You will see it all over the web that ketosis is dangerous for the fetus, but you won't find evidence. I see three classes of the so-called evidence. There is evidence that if you have diabetic ketoacidosis it is not good for the fetus, but we know that you can't compare benign dietary ketosis to diabetic ketoacidosis. There is animal evidence that if you starve pregnant rats, which also produces ketosis, it is not good for the fetuses. The flaw in that reasoning should be obvious. Finally, there is one experiment where they sliced up the brains of rat fetuses and soaked them in ketones, and the brain cells survived but the slices stopped producing new brain cells. This is supposed to be evidence of ketosis causing retardation.
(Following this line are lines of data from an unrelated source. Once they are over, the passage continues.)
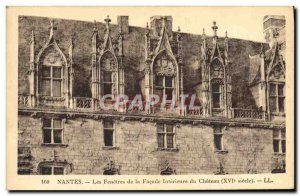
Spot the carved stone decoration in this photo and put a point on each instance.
(277, 73)
(216, 70)
(111, 169)
(220, 170)
(108, 62)
(167, 170)
(164, 66)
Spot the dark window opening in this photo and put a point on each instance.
(165, 136)
(216, 95)
(218, 138)
(51, 81)
(108, 131)
(52, 131)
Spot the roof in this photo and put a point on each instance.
(239, 51)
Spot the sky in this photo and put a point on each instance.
(239, 22)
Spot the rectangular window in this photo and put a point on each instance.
(52, 170)
(108, 132)
(51, 79)
(279, 144)
(216, 95)
(277, 97)
(52, 131)
(218, 138)
(165, 136)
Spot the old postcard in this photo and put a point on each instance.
(150, 98)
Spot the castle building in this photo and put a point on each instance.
(220, 107)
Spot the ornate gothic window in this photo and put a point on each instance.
(277, 97)
(164, 86)
(108, 74)
(108, 132)
(216, 90)
(218, 138)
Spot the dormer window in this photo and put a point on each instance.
(164, 87)
(51, 81)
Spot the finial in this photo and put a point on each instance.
(275, 33)
(32, 36)
(107, 20)
(262, 52)
(52, 27)
(164, 21)
(147, 31)
(215, 28)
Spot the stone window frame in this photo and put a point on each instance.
(277, 97)
(111, 82)
(52, 129)
(51, 78)
(53, 167)
(219, 134)
(218, 93)
(280, 141)
(164, 87)
(165, 135)
(113, 130)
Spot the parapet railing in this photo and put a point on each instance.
(248, 113)
(83, 103)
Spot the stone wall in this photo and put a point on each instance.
(247, 150)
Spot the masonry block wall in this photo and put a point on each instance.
(246, 149)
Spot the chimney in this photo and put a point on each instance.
(157, 22)
(123, 22)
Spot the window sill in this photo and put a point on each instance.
(168, 149)
(54, 145)
(221, 151)
(278, 114)
(279, 154)
(110, 148)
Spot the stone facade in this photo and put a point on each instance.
(211, 140)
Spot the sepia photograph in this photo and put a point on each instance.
(129, 91)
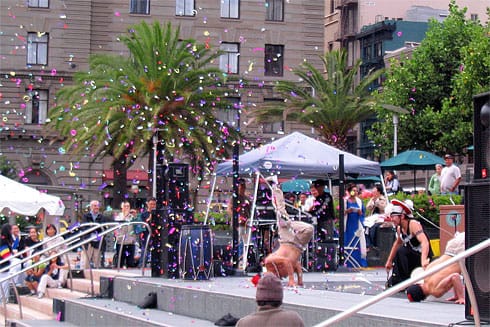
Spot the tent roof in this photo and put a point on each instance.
(299, 156)
(26, 200)
(413, 160)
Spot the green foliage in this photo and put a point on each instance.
(436, 85)
(329, 100)
(7, 168)
(165, 86)
(428, 206)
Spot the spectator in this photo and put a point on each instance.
(322, 210)
(442, 281)
(9, 265)
(305, 201)
(411, 248)
(55, 276)
(269, 297)
(33, 275)
(141, 232)
(450, 176)
(435, 181)
(354, 236)
(376, 209)
(92, 248)
(52, 238)
(32, 239)
(125, 237)
(392, 184)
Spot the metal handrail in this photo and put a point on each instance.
(43, 242)
(63, 251)
(403, 285)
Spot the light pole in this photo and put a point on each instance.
(395, 134)
(396, 110)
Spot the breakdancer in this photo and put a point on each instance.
(294, 236)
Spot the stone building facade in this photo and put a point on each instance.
(44, 42)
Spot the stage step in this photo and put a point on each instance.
(212, 299)
(108, 312)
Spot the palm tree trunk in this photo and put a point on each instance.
(120, 189)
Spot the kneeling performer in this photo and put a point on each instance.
(294, 237)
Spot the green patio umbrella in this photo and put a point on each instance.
(412, 160)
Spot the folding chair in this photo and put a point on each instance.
(351, 247)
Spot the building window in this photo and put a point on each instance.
(228, 61)
(141, 7)
(38, 3)
(37, 48)
(231, 114)
(185, 8)
(274, 10)
(273, 127)
(378, 50)
(37, 107)
(274, 60)
(230, 8)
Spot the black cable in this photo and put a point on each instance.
(468, 323)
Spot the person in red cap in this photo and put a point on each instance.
(411, 248)
(269, 312)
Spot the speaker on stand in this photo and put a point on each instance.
(481, 135)
(477, 210)
(172, 212)
(477, 229)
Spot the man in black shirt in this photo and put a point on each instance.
(322, 210)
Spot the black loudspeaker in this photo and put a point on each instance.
(477, 229)
(106, 285)
(173, 186)
(59, 309)
(326, 257)
(481, 136)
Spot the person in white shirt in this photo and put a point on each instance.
(450, 176)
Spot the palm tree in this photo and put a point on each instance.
(165, 87)
(328, 100)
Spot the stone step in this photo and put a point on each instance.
(98, 312)
(38, 323)
(13, 312)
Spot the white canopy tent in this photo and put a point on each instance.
(26, 200)
(295, 156)
(299, 156)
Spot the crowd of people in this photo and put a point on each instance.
(410, 252)
(40, 272)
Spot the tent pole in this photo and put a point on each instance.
(341, 209)
(213, 184)
(251, 220)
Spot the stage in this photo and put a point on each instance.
(323, 296)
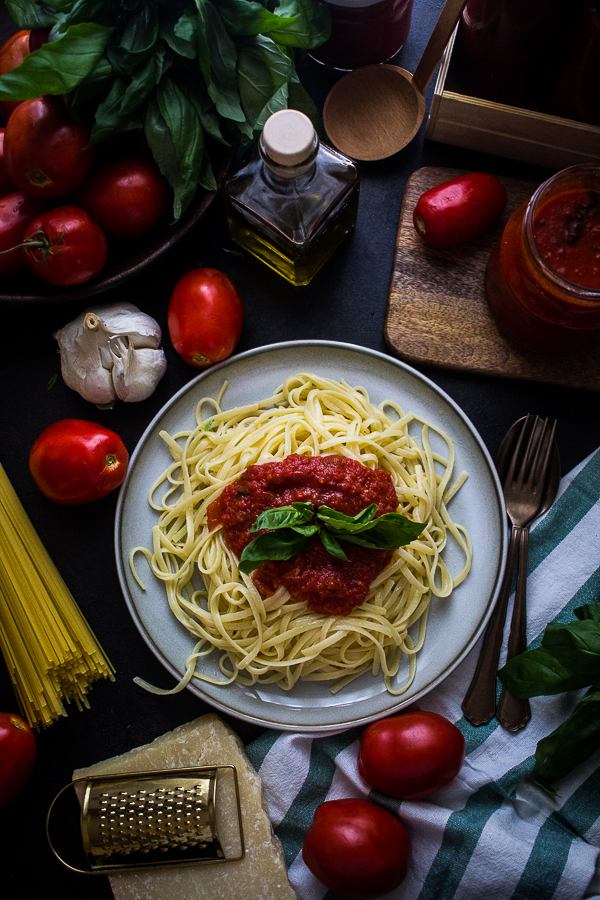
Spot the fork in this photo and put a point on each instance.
(523, 489)
(514, 713)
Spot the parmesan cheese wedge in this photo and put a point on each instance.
(260, 875)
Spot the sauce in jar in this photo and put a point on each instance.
(364, 32)
(567, 232)
(542, 283)
(327, 584)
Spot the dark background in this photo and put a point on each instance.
(345, 302)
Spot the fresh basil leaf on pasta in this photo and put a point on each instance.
(284, 516)
(271, 546)
(332, 545)
(338, 521)
(388, 532)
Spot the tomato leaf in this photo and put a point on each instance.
(58, 67)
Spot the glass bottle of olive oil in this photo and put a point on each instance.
(293, 199)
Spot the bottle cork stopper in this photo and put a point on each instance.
(288, 137)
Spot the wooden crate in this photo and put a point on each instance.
(521, 134)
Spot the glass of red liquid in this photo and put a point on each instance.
(364, 32)
(542, 281)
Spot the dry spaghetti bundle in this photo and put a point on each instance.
(50, 651)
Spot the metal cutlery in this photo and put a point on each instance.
(529, 467)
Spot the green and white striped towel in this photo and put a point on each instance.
(492, 833)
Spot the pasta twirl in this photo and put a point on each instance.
(278, 639)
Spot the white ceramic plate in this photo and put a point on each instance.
(454, 624)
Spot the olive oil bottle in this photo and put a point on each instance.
(293, 200)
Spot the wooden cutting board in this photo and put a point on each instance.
(437, 313)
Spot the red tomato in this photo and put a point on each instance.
(75, 461)
(459, 210)
(64, 246)
(12, 54)
(357, 848)
(18, 750)
(16, 212)
(46, 155)
(411, 755)
(205, 317)
(126, 197)
(6, 185)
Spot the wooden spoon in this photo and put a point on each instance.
(374, 111)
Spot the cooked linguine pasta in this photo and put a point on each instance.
(277, 639)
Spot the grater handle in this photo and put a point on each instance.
(79, 871)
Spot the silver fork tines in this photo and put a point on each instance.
(527, 458)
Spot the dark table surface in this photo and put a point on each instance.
(345, 302)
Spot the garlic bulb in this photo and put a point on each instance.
(112, 351)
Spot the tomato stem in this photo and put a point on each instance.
(38, 239)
On the other hand, a fetal metabolism text will tell you that fetuses are naturally using ketones themselves before and immediately after birth. This study shows that a pregnant pigs who are put on a ketogenic diet have fetuses with "increased fetal brain weight, protein content, and cell size." This text book article says "During early pregnancy there is an increase in body fat accumulation, associated with both hyperphagia and increased lipogenesis. During late pregnancy there is an accelerated breakdown of fat depots, which plays a key role in fetal development. Besides using placental transferred fatty acids, the fetus benefits from two other products: glycerol and ketone bodies. Although glycerol crosses the placenta in small proportions, it is a preferential substrate for maternal gluconeogenesis, and maternal glucose is quantitatively the main substrate crossing the placenta. Enhanced ketogenesis under fasting conditions and the easy transfer of ketones to the fetus allow maternal ketone bodies to reach the fetus, where they can be used as fuels for oxidative metabolism as well as lipogenic substrates..." In this study they inject pregnant rats with ketones and show that the fetuses readily use them for fuel. Similar here with sheep. In this one they took embryos and soaked them in ketones which either had no effect or caused them to grow.
Emily Deans also wrote something relevant and telling recently
Let me put it this way. Breastmilk is high in fat. Newborns (should) spend a lot of time in ketosis, and are therefore ketoadapted. Being ketoadapted means that babies can more easily turn ketone bodies into acetyl-coA and into myelin. Ketosis helps babies construct and grow their brains. (Update - looked more into this specifically and it seems that babies are in mild ketosis, but very young babies seem to utilize lactate as a fuel in lieu of glucose also - some of these were rat studies, though - and the utilization of lactate also promotes the same use of acetyl-CoA and gives the neonates some of the advantages of ketoadaptation without being in heavy ketosis.)
Couple those with the fact that some cultures like the Inuit ate an all meat diet, and that we probably evolved on it, I am not concerned about it.